- Kafr Shoush Location in Syria
- Coordinates: 36°38′03″N 37°10′01″E﻿ / ﻿36.6342°N 37.1669°E
- Country: Syria
- Governorate: Aleppo
- District: Azaz
- Subdistrict: Sawran
- Elevation: 500 m (1,600 ft)

Population (2004)
- • Total: 95
- Time zone: UTC+2 (EET)
- • Summer (DST): UTC+3 (EEST)
- Geocode: C1673

= Kafr Shoush =

Kafr Shoush (كفرشوش; Kefer Şuş or Kefer Çüş) is a village in northern Aleppo Governorate, northwestern Syria. It is located between Azaz and Al-Rai on the Queiq Plain, some 45 km north of the city of Aleppo, and 2 km south of the border with the Turkish province of Kilis.
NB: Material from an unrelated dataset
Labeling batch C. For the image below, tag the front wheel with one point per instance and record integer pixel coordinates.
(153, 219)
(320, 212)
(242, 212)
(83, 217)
The village administratively belongs to Nahiya Sawran in Azaz District. Nearby localities include Kafr Ghan 2 km to the east and Kafr Burayshah 2 km to the west. In the 2004 census, Kafr Shoush had a population of 95. The village is inhabited by Turkmen. Traveler Martin Hartmann noted the village as a Turkish village of 10 houses in late 19th century.